O druida coçou sua longa barba, não evitando demonstrar toda a sua hostilidade através dos seus olhos.
— Kalira, você deveria ter aceitado a minha misericórdia e ter achado outro buraco do inferno para se enfiar. Você está a setenta anos me perseguindo por causa de uma besteira como um território?
A bruxa deu uns passos para frente.
— A ideia de uma bruxa perder para um druida enoja qualquer uma de nós. Sabe quanto tempo passei sendo ridiculariza por sua causa? Escuto até hoje as árvores sussurrarem de um lado para o outro. “A bruxa fracassada”, “a bruxa que perdeu seu domínio para um velho decadente” ou “a vadia que abriu as pernas para o druida”.
Contra sua vontade, Huan Shen percebeu o quão complexada e rancorosa a sua “aliada” aparentava ser.
— É por isso que eu não vou ter paz enquanto eu não pegar a sua persona e violar seu cadáver de formas tão inimagináveis que apenas olhar para você fará qualquer criatura silvestre vomitar suas tripas para fora. Apenas isso me trará a verdadeira felicidade e irá silenciar as vozes que sussurram na escuridão.

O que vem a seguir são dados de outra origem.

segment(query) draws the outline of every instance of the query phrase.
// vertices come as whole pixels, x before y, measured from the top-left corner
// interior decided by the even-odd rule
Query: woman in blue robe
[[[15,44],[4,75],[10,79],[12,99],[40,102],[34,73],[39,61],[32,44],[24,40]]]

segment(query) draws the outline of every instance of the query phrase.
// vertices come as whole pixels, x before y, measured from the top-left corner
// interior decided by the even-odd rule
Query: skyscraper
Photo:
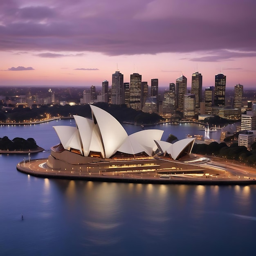
[[[102,102],[108,102],[108,81],[104,80],[102,82]]]
[[[195,115],[195,95],[192,93],[187,93],[184,95],[184,117],[191,117]]]
[[[195,108],[198,109],[200,107],[200,102],[202,101],[202,76],[201,74],[196,72],[192,74],[191,93],[195,94]]]
[[[124,75],[119,71],[112,74],[111,103],[121,105],[124,103]]]
[[[176,104],[178,110],[183,111],[184,95],[186,93],[187,79],[184,76],[176,79]]]
[[[214,99],[214,86],[205,88],[204,92],[205,114],[211,114],[212,105]]]
[[[92,102],[94,102],[97,99],[96,88],[94,85],[91,86],[91,99]]]
[[[128,107],[130,106],[130,83],[124,83],[124,104]]]
[[[151,97],[156,97],[157,99],[158,99],[158,79],[155,78],[151,79]]]
[[[243,93],[244,87],[240,83],[235,85],[234,108],[240,108],[243,106]]]
[[[226,91],[226,76],[222,73],[215,76],[215,92],[214,105],[216,106],[225,106],[225,91]]]
[[[141,82],[141,108],[145,105],[146,101],[148,98],[148,85],[147,82]]]
[[[130,107],[141,110],[141,75],[137,73],[130,75]]]

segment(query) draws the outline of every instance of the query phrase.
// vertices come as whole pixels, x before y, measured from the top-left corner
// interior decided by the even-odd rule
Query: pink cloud
[[[17,67],[12,67],[10,68],[8,68],[8,71],[23,71],[24,70],[34,70],[35,69],[34,69],[31,67],[22,67],[22,66],[19,66]]]

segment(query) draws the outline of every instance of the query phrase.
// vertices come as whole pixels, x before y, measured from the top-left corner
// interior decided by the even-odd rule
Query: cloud
[[[209,55],[203,57],[191,58],[192,61],[202,61],[208,62],[218,62],[227,61],[234,61],[238,58],[251,57],[256,56],[256,52],[232,52],[227,50],[221,50],[216,52],[212,51]]]
[[[57,54],[69,52],[108,56],[218,52],[223,49],[256,52],[256,33],[252,28],[256,24],[256,1],[195,2],[130,0],[120,4],[117,0],[1,1],[0,50],[49,51],[38,55],[43,58],[66,56],[69,55]],[[196,58],[191,60],[232,59],[213,52]]]
[[[19,8],[16,15],[25,20],[42,20],[52,18],[54,15],[53,8],[47,6],[29,6]]]
[[[16,52],[13,54],[17,55],[20,55],[20,54],[25,54],[27,53],[28,53],[27,52]]]
[[[243,69],[241,67],[236,67],[234,68],[222,68],[223,70],[243,70]]]
[[[23,71],[23,70],[34,70],[35,69],[34,69],[31,67],[22,67],[22,66],[19,66],[17,67],[12,67],[10,68],[8,68],[8,71]]]
[[[99,70],[98,68],[75,68],[74,70]]]
[[[182,72],[180,70],[161,70],[162,72]]]
[[[38,56],[41,58],[61,58],[62,57],[74,57],[76,56],[81,57],[84,56],[85,54],[83,53],[78,53],[75,54],[63,54],[59,53],[53,53],[52,52],[44,52],[35,55],[36,56]]]

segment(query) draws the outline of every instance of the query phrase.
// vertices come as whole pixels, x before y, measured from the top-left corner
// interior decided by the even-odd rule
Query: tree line
[[[149,114],[137,111],[125,105],[109,104],[103,102],[95,103],[95,106],[110,113],[119,122],[124,121],[137,124],[155,124],[163,120],[163,118],[155,113]],[[8,120],[16,122],[22,122],[24,120],[33,121],[42,120],[47,115],[54,117],[71,117],[78,115],[85,117],[91,117],[91,111],[88,104],[70,106],[54,105],[42,105],[38,108],[34,106],[30,108],[15,108],[7,109],[5,111],[0,110],[0,121],[5,122]]]
[[[256,164],[256,142],[252,145],[250,150],[244,146],[238,146],[237,142],[229,146],[225,142],[219,144],[216,141],[209,145],[195,144],[192,152],[238,161],[252,166]]]
[[[10,139],[7,136],[0,138],[0,150],[9,151],[25,151],[36,149],[38,147],[33,138],[27,139],[14,138]]]

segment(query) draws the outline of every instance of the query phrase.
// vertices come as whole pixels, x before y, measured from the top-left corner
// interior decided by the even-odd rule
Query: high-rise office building
[[[176,79],[176,104],[178,110],[183,111],[184,95],[186,93],[187,79],[182,76]]]
[[[147,82],[141,82],[141,108],[145,106],[145,103],[148,98],[148,85]]]
[[[158,99],[158,79],[155,78],[151,79],[151,97],[156,97]]]
[[[244,87],[240,83],[235,85],[234,108],[240,108],[243,106],[243,93]]]
[[[215,76],[215,91],[214,105],[216,106],[225,106],[225,92],[226,91],[226,76],[222,73]]]
[[[108,81],[104,80],[102,82],[102,102],[108,102]]]
[[[130,106],[130,83],[124,83],[124,104],[128,107]]]
[[[124,103],[124,75],[119,71],[112,74],[111,103],[121,105]]]
[[[241,115],[241,130],[256,130],[256,113],[246,111],[246,114]]]
[[[184,117],[191,117],[195,114],[195,97],[194,94],[187,93],[184,95],[184,108],[183,115]]]
[[[200,107],[200,102],[202,101],[202,76],[201,74],[196,72],[192,74],[191,85],[191,93],[195,94],[195,108]]]
[[[169,90],[164,92],[162,102],[163,114],[171,115],[175,110],[175,84],[170,84]]]
[[[171,115],[175,107],[175,98],[171,91],[168,90],[164,92],[162,105],[163,115]]]
[[[204,109],[205,114],[211,114],[214,99],[214,86],[206,88],[204,92]]]
[[[142,111],[150,114],[156,113],[157,111],[157,103],[156,97],[149,97],[145,103],[145,106],[143,107]]]
[[[96,88],[94,85],[92,85],[91,86],[91,99],[92,102],[95,102],[97,99]]]
[[[137,73],[130,75],[130,107],[141,110],[141,75]]]

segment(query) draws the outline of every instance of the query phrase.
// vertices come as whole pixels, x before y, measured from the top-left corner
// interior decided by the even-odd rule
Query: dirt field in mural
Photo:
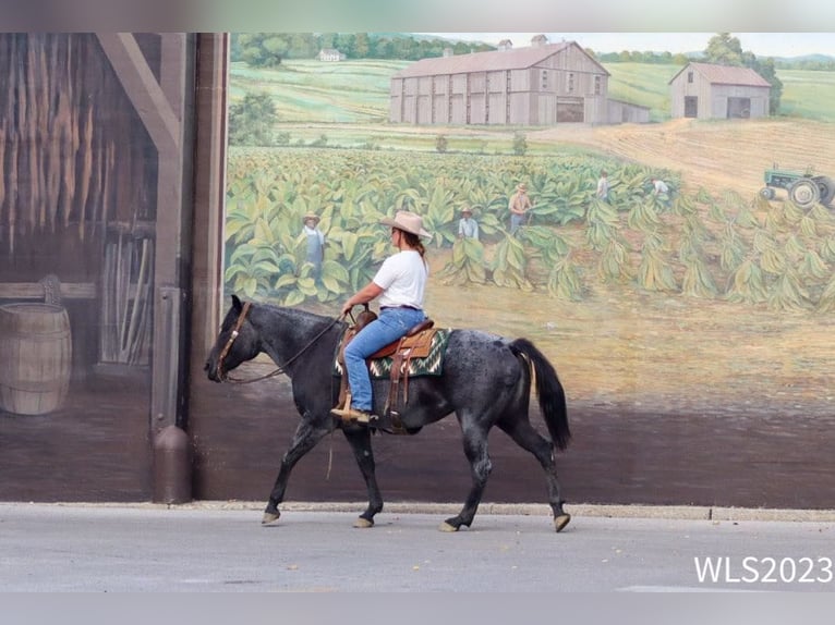
[[[685,173],[695,191],[723,188],[742,195],[762,187],[763,170],[804,170],[835,176],[832,124],[801,120],[745,120],[663,124],[582,126],[574,124],[530,133],[530,140],[559,140],[644,164]]]

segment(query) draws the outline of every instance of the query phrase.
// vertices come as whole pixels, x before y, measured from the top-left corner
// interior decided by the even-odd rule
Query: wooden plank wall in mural
[[[93,312],[122,335],[100,338],[101,357],[136,361],[155,219],[144,126],[94,35],[2,35],[0,68],[0,298],[48,274],[69,296],[101,291]]]
[[[147,499],[157,154],[95,34],[0,34],[0,306],[72,335],[60,405],[0,405],[0,500]]]

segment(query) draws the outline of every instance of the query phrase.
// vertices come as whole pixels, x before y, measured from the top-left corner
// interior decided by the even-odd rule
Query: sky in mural
[[[465,41],[496,45],[510,39],[513,46],[528,46],[540,33],[424,33]],[[552,42],[574,40],[597,52],[622,50],[656,52],[697,52],[704,50],[715,33],[543,33]],[[835,57],[835,33],[731,33],[742,50],[758,57],[802,57],[828,54]]]

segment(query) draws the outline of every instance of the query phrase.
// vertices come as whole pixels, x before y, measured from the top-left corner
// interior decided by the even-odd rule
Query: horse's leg
[[[475,511],[482,501],[484,487],[487,485],[493,466],[487,454],[487,431],[480,425],[467,422],[461,419],[461,432],[464,439],[464,454],[470,461],[470,474],[473,486],[467,495],[467,501],[457,516],[446,519],[440,524],[441,531],[458,531],[462,525],[470,527],[475,516]]]
[[[324,426],[314,426],[307,420],[303,419],[299,427],[295,428],[293,440],[290,443],[290,448],[281,458],[281,468],[278,470],[278,477],[276,477],[276,483],[273,486],[273,492],[269,493],[269,502],[264,511],[263,525],[268,525],[278,520],[281,513],[278,511],[278,504],[285,500],[285,490],[287,489],[287,480],[290,479],[290,471],[293,470],[295,463],[298,463],[304,454],[316,446],[322,438],[328,433],[328,429]]]
[[[346,439],[351,445],[351,451],[360,465],[362,477],[365,480],[365,488],[368,490],[368,507],[360,515],[354,527],[372,527],[374,525],[374,515],[383,510],[383,497],[377,486],[377,474],[375,473],[374,451],[371,448],[371,430],[365,426],[356,428],[346,428]]]
[[[554,461],[554,445],[533,428],[527,417],[503,418],[498,427],[519,446],[531,452],[540,461],[548,486],[548,503],[554,513],[554,527],[557,531],[561,530],[571,520],[571,515],[562,510],[562,499],[559,497],[557,481],[557,464]]]

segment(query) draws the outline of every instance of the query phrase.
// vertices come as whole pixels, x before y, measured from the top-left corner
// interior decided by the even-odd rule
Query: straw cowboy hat
[[[395,219],[385,217],[380,220],[380,223],[384,225],[390,225],[391,228],[397,228],[403,232],[416,234],[418,236],[426,236],[432,238],[432,234],[423,229],[423,219],[421,216],[415,215],[409,210],[398,210],[397,215],[395,215]]]

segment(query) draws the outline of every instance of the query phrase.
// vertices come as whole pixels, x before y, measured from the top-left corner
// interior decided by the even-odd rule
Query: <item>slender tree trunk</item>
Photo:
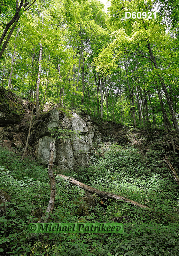
[[[107,113],[107,120],[109,120],[109,111],[108,109],[108,89],[107,88],[107,82],[106,82],[106,86],[105,88],[105,96],[106,97],[106,113]]]
[[[140,86],[140,84],[139,85],[139,89],[140,94],[141,98],[141,100],[142,100],[142,110],[143,111],[143,125],[144,126],[145,126],[145,104],[144,104],[144,98],[143,98],[143,96],[141,90],[141,88]]]
[[[171,141],[171,143],[172,143],[172,145],[173,147],[174,152],[175,153],[175,143],[173,141],[172,136],[172,135],[171,132],[170,132],[170,127],[169,127],[169,125],[168,125],[168,121],[167,120],[167,113],[166,113],[166,112],[165,111],[165,109],[164,108],[164,106],[163,105],[163,103],[162,101],[162,98],[161,97],[161,95],[160,93],[160,92],[159,91],[158,88],[157,88],[157,91],[158,92],[158,94],[159,95],[159,100],[160,101],[160,103],[162,108],[162,113],[163,115],[164,123],[165,125],[165,126],[167,127],[167,129],[168,130],[168,133],[169,137],[170,138],[170,140]]]
[[[82,71],[82,93],[83,96],[82,98],[82,105],[83,105],[84,102],[84,70]]]
[[[62,174],[58,174],[58,175],[61,177],[62,179],[64,179],[66,180],[68,180],[69,183],[71,184],[78,186],[80,188],[82,188],[83,189],[84,189],[86,191],[88,191],[90,193],[95,194],[99,196],[104,198],[105,199],[111,198],[111,199],[115,200],[122,200],[126,203],[129,203],[134,205],[136,205],[136,206],[141,207],[142,208],[151,209],[151,208],[149,208],[149,207],[145,206],[145,205],[141,204],[139,204],[138,203],[132,201],[132,200],[130,200],[128,198],[123,197],[121,196],[115,195],[114,194],[113,194],[111,193],[109,193],[108,192],[105,192],[104,191],[101,191],[98,189],[97,189],[96,188],[92,188],[87,185],[86,185],[83,183],[82,183],[82,182],[80,182],[76,180],[74,180],[73,179],[67,177]]]
[[[60,83],[62,82],[61,76],[60,74],[60,64],[59,63],[58,60],[57,60],[57,70],[58,72],[58,76]],[[62,93],[63,92],[63,88],[61,87],[60,89],[60,99],[59,100],[59,106],[60,108],[62,108]]]
[[[74,56],[74,47],[73,46],[73,50],[74,52],[74,54],[73,56],[73,60],[74,60],[75,57]],[[73,81],[74,82],[74,84],[73,84],[73,87],[74,89],[74,87],[75,87],[75,65],[74,65],[74,63],[73,64]],[[74,107],[74,100],[75,100],[75,93],[74,92],[73,92],[72,94],[72,103],[71,103],[71,106],[72,107]]]
[[[122,124],[123,123],[123,117],[124,116],[122,93],[122,89],[121,88],[120,89],[120,101],[121,102],[121,120],[120,120],[120,122],[121,124]]]
[[[152,103],[151,96],[149,92],[148,92],[148,95],[149,97],[149,102],[150,103],[150,105],[151,105],[151,107],[152,108],[153,124],[154,124],[155,128],[157,128],[157,123],[156,123],[156,120],[155,120],[155,112],[154,111],[154,109],[153,108],[153,107],[152,105]]]
[[[7,56],[8,53],[8,48],[7,48],[7,52],[6,52],[6,58],[5,58],[5,60],[5,60],[5,66],[4,66],[4,72],[3,72],[3,75],[2,76],[2,88],[3,88],[3,83],[4,83],[4,75],[5,75],[5,70],[6,70],[6,62],[7,62]]]
[[[27,150],[27,147],[28,145],[28,139],[29,139],[29,137],[30,134],[30,131],[31,130],[31,126],[32,125],[32,117],[33,116],[33,112],[34,111],[34,105],[35,105],[35,89],[36,88],[36,84],[37,84],[37,81],[36,80],[36,82],[35,83],[35,91],[34,91],[34,102],[33,102],[33,105],[32,106],[32,113],[31,114],[31,116],[30,117],[30,125],[29,127],[29,129],[28,130],[28,133],[27,135],[27,140],[26,140],[26,146],[25,147],[25,148],[24,149],[24,153],[23,153],[23,155],[22,156],[22,158],[21,158],[21,161],[22,161],[23,160],[24,158],[24,156],[25,156],[25,154],[26,154],[26,150]]]
[[[49,161],[48,166],[48,174],[51,184],[51,195],[49,202],[46,211],[44,213],[43,216],[38,221],[38,222],[48,222],[50,215],[50,213],[51,213],[53,212],[55,199],[55,191],[56,186],[55,180],[55,175],[53,172],[53,152],[54,151],[54,146],[53,144],[51,142],[50,143],[50,158]],[[46,217],[46,216],[47,217]]]
[[[84,84],[84,58],[83,52],[82,49],[82,63],[81,63],[81,68],[82,68],[82,93],[83,96],[82,98],[82,105],[83,105],[84,103],[84,90],[85,90],[85,84]]]
[[[96,80],[96,78],[95,75],[95,73],[93,71],[93,74],[95,77],[96,84],[96,88],[97,89],[97,92],[96,93],[96,98],[97,99],[97,115],[99,116],[99,86],[100,85],[100,77],[99,75],[99,72],[97,73],[97,76],[98,77],[98,80],[97,81]]]
[[[145,99],[145,109],[146,109],[146,124],[147,126],[150,126],[149,117],[149,112],[148,110],[148,105],[147,104],[147,93],[145,90],[144,90],[144,97]]]
[[[40,117],[40,99],[39,99],[39,87],[40,82],[40,76],[41,75],[41,62],[42,61],[42,47],[41,43],[40,44],[40,49],[39,52],[39,69],[38,71],[38,76],[36,90],[36,119],[38,120]]]
[[[135,113],[135,107],[134,106],[134,95],[133,94],[133,90],[132,90],[132,93],[131,92],[130,87],[129,83],[128,78],[127,77],[127,83],[128,85],[129,89],[129,92],[130,96],[130,103],[131,105],[132,105],[132,107],[131,108],[131,110],[132,115],[132,119],[134,122],[134,127],[136,127],[137,126],[136,123],[136,114]]]
[[[104,110],[103,110],[103,87],[104,82],[103,82],[103,77],[101,79],[100,83],[100,95],[101,96],[101,117],[102,118],[103,118]]]
[[[159,69],[159,68],[158,67],[158,66],[157,64],[156,60],[155,60],[155,59],[153,54],[153,53],[151,49],[150,45],[149,42],[148,43],[147,47],[148,48],[149,52],[151,58],[153,62],[153,63],[154,66],[155,67],[155,68],[157,69]],[[163,80],[162,77],[160,75],[159,75],[159,77],[160,81],[160,82],[162,86],[162,88],[163,91],[164,91],[164,92],[165,92],[165,96],[167,99],[167,101],[168,105],[168,107],[169,107],[169,109],[170,111],[170,113],[172,116],[172,119],[173,120],[173,122],[174,122],[174,124],[175,126],[175,128],[176,130],[178,136],[178,137],[179,137],[179,125],[178,125],[178,121],[176,119],[176,116],[175,115],[175,111],[173,108],[173,107],[172,105],[172,103],[171,101],[168,93],[167,92],[167,90],[165,84],[165,83],[163,81]]]
[[[93,109],[94,111],[94,116],[96,115],[96,95],[95,95],[95,89],[94,90],[94,96],[93,96]]]
[[[138,93],[138,91],[136,86],[136,92],[137,93],[137,106],[138,107],[138,111],[139,112],[139,123],[140,125],[142,125],[142,108],[141,108],[141,104],[140,101]]]
[[[19,28],[18,29],[17,33],[15,36],[15,38],[14,38],[14,41],[15,42],[16,40],[17,37],[18,36],[18,34],[19,34],[19,29],[20,29]],[[11,60],[11,72],[10,73],[10,76],[9,76],[9,83],[8,84],[8,89],[10,89],[10,88],[11,88],[11,81],[12,80],[12,72],[13,72],[13,69],[14,69],[14,62],[15,62],[15,58],[16,57],[16,45],[15,43],[14,44],[14,53],[13,54],[13,55],[12,55],[12,59]]]
[[[111,90],[111,102],[112,102],[112,107],[113,108],[113,121],[115,121],[115,117],[114,116],[114,104],[113,104],[113,95],[112,92]]]
[[[44,105],[44,102],[45,102],[45,96],[46,96],[46,92],[47,92],[47,84],[48,83],[48,74],[49,71],[49,62],[50,61],[50,53],[49,54],[49,62],[48,63],[48,70],[47,70],[47,78],[46,79],[46,84],[45,85],[45,93],[44,94],[44,98],[43,98],[43,106]]]

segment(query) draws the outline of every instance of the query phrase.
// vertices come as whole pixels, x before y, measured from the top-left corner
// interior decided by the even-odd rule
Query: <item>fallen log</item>
[[[151,210],[152,210],[151,208],[145,205],[141,204],[139,204],[139,203],[135,202],[134,201],[123,197],[123,196],[121,196],[115,195],[112,193],[109,193],[108,192],[105,192],[104,191],[101,191],[98,189],[97,189],[96,188],[92,188],[91,187],[88,186],[87,185],[85,185],[85,184],[78,181],[78,180],[76,180],[67,177],[66,176],[65,176],[62,174],[57,174],[57,175],[60,176],[61,178],[65,180],[68,180],[70,183],[71,184],[78,186],[81,188],[82,188],[83,189],[86,191],[88,191],[89,192],[92,194],[95,194],[100,197],[103,198],[104,199],[110,198],[117,200],[122,200],[126,203],[129,203],[136,206],[141,207],[142,208],[149,209]]]
[[[51,184],[51,195],[49,202],[46,210],[43,215],[40,218],[38,223],[48,222],[50,218],[50,214],[51,213],[53,209],[55,199],[56,184],[55,175],[53,174],[52,169],[53,166],[53,152],[54,147],[52,142],[50,143],[50,158],[48,166],[48,175]],[[35,237],[35,234],[31,235],[30,240],[33,240]]]
[[[175,171],[175,169],[172,166],[171,164],[168,161],[168,158],[167,158],[167,156],[165,156],[165,157],[163,158],[163,160],[165,163],[166,163],[168,164],[169,168],[172,172],[172,174],[174,176],[175,180],[178,184],[179,184],[179,177],[178,177],[178,174]]]

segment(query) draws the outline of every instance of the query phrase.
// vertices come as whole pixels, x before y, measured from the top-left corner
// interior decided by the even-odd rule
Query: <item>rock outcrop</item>
[[[23,151],[28,133],[31,107],[30,103],[25,100],[23,102],[12,92],[0,88],[2,143]],[[58,132],[54,128],[60,129],[58,138],[54,134]],[[66,136],[66,131],[69,131],[73,132],[73,137]],[[73,112],[66,115],[55,109],[42,114],[39,120],[34,120],[28,148],[34,152],[40,163],[47,165],[52,142],[54,144],[55,164],[62,169],[74,170],[79,166],[88,165],[93,143],[101,140],[101,135],[89,115]]]
[[[48,128],[59,128],[61,131],[75,132],[72,138],[54,139],[53,132]],[[75,170],[79,166],[86,166],[92,149],[92,142],[101,140],[97,127],[94,125],[87,115],[84,119],[75,113],[71,116],[53,109],[42,117],[32,129],[30,140],[35,148],[35,155],[42,164],[47,164],[49,156],[50,143],[54,144],[55,164],[62,169]],[[60,133],[59,133],[60,135]]]

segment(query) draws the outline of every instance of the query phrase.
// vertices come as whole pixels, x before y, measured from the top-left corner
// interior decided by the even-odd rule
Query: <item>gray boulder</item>
[[[40,163],[47,164],[49,163],[50,157],[50,143],[51,142],[55,144],[55,140],[53,138],[48,136],[44,136],[40,138],[36,148],[35,155]],[[56,157],[56,150],[54,147],[53,153],[53,161],[55,162]]]

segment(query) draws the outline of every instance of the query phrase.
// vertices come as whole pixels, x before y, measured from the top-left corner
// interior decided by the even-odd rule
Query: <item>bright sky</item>
[[[107,12],[108,6],[109,5],[109,4],[107,3],[107,0],[99,0],[99,1],[100,2],[102,3],[103,4],[105,5],[105,11],[106,12]]]

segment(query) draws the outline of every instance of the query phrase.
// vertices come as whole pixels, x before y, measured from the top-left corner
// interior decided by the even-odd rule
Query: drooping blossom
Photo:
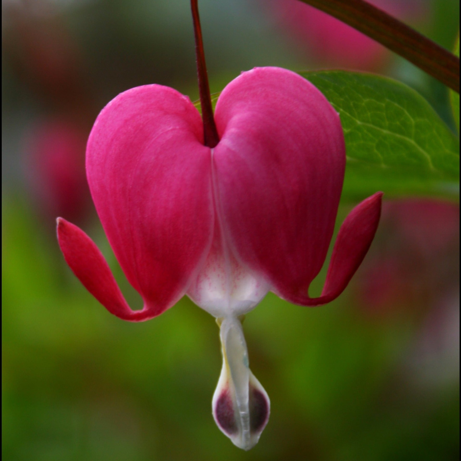
[[[175,90],[138,87],[103,109],[87,147],[96,210],[142,308],[128,306],[82,230],[58,219],[58,236],[75,275],[120,318],[151,319],[184,295],[216,318],[223,363],[213,414],[221,431],[248,449],[267,422],[270,402],[248,366],[242,316],[269,291],[308,306],[339,296],[371,243],[382,194],[346,219],[322,293],[311,298],[344,178],[339,116],[299,75],[265,67],[231,82],[213,117],[198,12],[194,17],[203,119]]]
[[[324,65],[377,71],[388,58],[382,45],[338,19],[299,0],[272,0],[271,10],[281,28],[310,57]],[[425,0],[369,0],[403,20],[424,16]],[[266,1],[261,5],[267,7]]]

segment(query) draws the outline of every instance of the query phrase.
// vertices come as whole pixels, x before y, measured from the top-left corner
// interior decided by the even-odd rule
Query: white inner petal
[[[225,242],[220,235],[217,229],[208,257],[187,294],[217,318],[238,317],[251,310],[269,287],[262,278],[239,264],[228,247],[223,248]]]
[[[212,161],[213,161],[212,149]],[[212,168],[215,225],[210,252],[188,290],[194,302],[217,318],[238,317],[251,310],[266,296],[269,285],[240,264],[226,237],[214,174]]]

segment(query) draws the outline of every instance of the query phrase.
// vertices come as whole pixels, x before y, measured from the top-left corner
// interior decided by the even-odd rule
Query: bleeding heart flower
[[[196,34],[196,14],[194,19]],[[59,219],[58,235],[74,273],[118,317],[147,320],[187,294],[218,319],[224,360],[213,414],[223,432],[248,449],[267,422],[270,403],[248,367],[239,318],[269,290],[304,306],[338,296],[371,243],[382,194],[346,219],[322,296],[309,297],[331,238],[344,177],[339,116],[297,74],[256,68],[223,90],[213,131],[209,99],[203,97],[207,82],[199,35],[204,125],[188,98],[148,85],[111,101],[88,141],[87,176],[96,210],[144,300],[142,309],[129,307],[86,234]]]

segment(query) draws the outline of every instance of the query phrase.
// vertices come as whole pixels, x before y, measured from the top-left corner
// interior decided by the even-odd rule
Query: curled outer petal
[[[133,322],[155,316],[148,306],[142,310],[131,310],[95,242],[71,223],[62,218],[57,221],[58,241],[66,262],[85,288],[109,312]]]

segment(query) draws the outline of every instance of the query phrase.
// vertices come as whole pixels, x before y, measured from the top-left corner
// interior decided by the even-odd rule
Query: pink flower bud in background
[[[265,2],[263,2],[265,3]],[[403,21],[424,15],[425,0],[370,0]],[[274,0],[273,12],[281,28],[306,55],[329,67],[377,71],[390,55],[384,47],[353,28],[299,0]]]
[[[81,222],[91,206],[85,173],[88,135],[69,121],[35,127],[27,142],[26,175],[46,220],[57,214]]]

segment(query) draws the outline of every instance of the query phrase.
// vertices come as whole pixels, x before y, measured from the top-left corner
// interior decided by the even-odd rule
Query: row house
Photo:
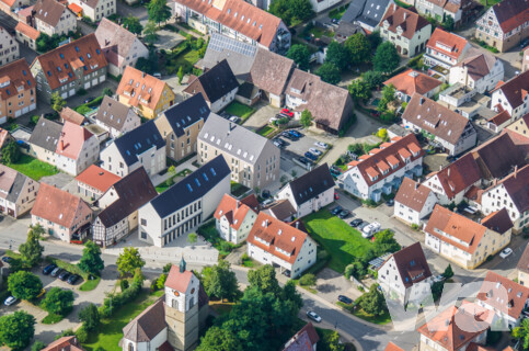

Aquelas palavras provocaram a mais profunda repulsa em Heferus, que imediatamente se levantou.
— Vocês bruxas são a prova viva que a sociedade não fez o seu dever corretamente e deixou muitas de suas ervas daninha sem colocar na fogueira. Mas tudo bem, eu vou dar um jeito de acabar permanentemente com você! E depois irei atrás de todas até não haver mais nenhuma por aí.
Então, os olhos do druida repousaram sobre o emissário.
— Você! Parece que te matar e arrancar o seu coração não foi o suficiente! Você tinha que profanar a minha criação pura e atrapalhar meus objetivos! Pelo que parece, nem preciso me esforçar para garantir que seu corpo se torne poeira permanente.
Huan Shen respirou fundo, segurando o bastão em sua mão com intensidade.
— Heferus! Normalmente eu negociaria meu coração pela sua vida, mas você matou três pessoas que estavam sob minha proteção! Isso não acaba até que você esteja morto!
De repente, um sorriso surgiu no semblante do druida. Aquilo era estranho, pois ele estava plenamente cercado por dois combatentes perfeitamente capazes de lidar com suas habilidades.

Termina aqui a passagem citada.